Зато невысказанный этот вопрос услышал Савва.
«Енот, если хочешь знать, бог не только свободного, но навязанного выбора. А что такое навязанный выбор? — внимательно посмотрел на Никиту. — Удачно проведенная предвыборная кампания! Ведь все, что происходит с человеком в канун выбора, то есть до момента опускания в урну бюллетеня, в сущности, и есть предвыборная кампания. Енот, таким образом, еще и бог избирательных технологий, имиджмейкер и пиарщик, как говорится, по определению. А где избирательные технологии, там что? — подмигнул Савва. — Там деньги!»
Бред, подумал Никита. Река общей крови, похоже, протекала среди смысловых и прочих галлюцинаций. И сама порождала (генерировала) галлюцинации.

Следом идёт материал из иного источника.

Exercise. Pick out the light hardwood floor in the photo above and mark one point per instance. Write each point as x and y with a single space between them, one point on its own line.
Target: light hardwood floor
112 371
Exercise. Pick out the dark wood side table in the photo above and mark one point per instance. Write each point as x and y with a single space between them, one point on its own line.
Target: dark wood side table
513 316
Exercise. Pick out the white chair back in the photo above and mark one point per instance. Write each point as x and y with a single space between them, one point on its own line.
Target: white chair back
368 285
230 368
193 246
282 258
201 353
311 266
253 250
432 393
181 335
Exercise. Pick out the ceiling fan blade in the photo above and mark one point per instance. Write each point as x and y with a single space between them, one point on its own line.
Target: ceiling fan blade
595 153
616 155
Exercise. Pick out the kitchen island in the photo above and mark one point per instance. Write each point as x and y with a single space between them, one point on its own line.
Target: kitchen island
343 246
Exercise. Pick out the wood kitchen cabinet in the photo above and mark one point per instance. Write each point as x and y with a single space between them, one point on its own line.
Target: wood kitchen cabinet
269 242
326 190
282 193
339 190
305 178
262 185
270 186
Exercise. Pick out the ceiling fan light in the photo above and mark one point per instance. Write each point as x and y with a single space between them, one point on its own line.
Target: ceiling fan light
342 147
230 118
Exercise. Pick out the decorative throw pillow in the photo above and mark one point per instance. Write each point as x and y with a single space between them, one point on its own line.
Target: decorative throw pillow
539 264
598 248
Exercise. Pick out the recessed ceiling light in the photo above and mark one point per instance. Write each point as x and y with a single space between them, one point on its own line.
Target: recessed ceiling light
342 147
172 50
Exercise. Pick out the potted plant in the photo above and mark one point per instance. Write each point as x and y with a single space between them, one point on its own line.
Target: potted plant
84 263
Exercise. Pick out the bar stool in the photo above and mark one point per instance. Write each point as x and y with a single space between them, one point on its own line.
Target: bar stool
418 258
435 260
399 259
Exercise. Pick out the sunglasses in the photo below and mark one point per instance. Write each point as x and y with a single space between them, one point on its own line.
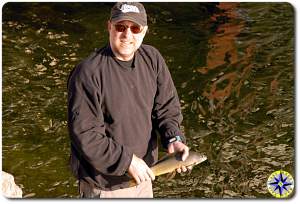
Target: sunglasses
135 29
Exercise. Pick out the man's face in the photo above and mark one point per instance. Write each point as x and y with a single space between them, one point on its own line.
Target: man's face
123 39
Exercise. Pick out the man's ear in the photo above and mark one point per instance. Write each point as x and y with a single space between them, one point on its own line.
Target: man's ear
108 25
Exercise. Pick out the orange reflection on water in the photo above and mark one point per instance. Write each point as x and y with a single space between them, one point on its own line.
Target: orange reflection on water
223 55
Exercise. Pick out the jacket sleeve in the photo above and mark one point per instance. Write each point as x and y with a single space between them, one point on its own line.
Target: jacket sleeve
87 128
166 112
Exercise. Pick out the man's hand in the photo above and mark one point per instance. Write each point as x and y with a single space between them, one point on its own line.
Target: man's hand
139 170
180 147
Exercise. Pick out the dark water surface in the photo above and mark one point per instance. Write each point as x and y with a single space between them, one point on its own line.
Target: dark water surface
233 66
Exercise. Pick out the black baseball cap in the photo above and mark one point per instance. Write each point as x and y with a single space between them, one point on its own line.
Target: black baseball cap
131 11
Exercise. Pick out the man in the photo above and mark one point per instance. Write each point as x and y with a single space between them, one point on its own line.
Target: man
117 98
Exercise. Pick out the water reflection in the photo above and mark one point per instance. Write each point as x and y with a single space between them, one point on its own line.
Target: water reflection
231 62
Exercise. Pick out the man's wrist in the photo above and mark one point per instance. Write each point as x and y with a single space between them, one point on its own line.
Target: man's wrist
176 138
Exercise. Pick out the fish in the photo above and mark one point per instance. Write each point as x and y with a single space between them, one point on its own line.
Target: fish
171 162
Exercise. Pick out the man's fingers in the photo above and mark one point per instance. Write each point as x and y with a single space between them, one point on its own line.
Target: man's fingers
185 153
151 174
137 179
184 169
179 170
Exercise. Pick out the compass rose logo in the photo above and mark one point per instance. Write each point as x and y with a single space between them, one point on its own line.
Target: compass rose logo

«Но ведь тогда получается, что Енот — это форма без содержания? — удивился Никита. — Технология, пусть даже самая совершенная, но обращенная на самое себя — это… умножение на ноль, пустота. Костюм без тела, рыба из одной чешуи!»
«Именно так! — обрадованно подхватил Савва. — Форма без содержания против содержания без формы, или: бессодержательная форма против бесформенного содержания. Видишь ли, деньги заливаются в любую, даже самую бесформенную форму, заполняют ее и сами становятся содержанием».
«В чем смысл противостояния бога самоубийства и бога формы без содержания?» — спросил Никита.
«Сдается мне, — ответил после долгой паузы Савва, — они делают одно дело»…
«Вот только дети у них всегда получаются мертвые», — вдруг пробормотал, не открывая глаз, отец.
…Никите решительно не понравилась превосходящая меру пластичность (бесхребетность) мира, выражавшаяся хотя бы в том, что любые, в принципе, слова подходили к любой, в принципе, ситуации. Ему открылось, что слово, помимо того, что ключ ко всем дверям (смыслам), еще и отмычка к этим же самым дверям (смыслам), в которые, стало быть, может войти (и выйти) кто угодно, прихватив с собой что угодно, включая саму дверь (смысл).
Выходило, что у смысла и бессмыслицы равные права на существование, и единственное, что их разделяло — это… то, что ничто их не разделяло.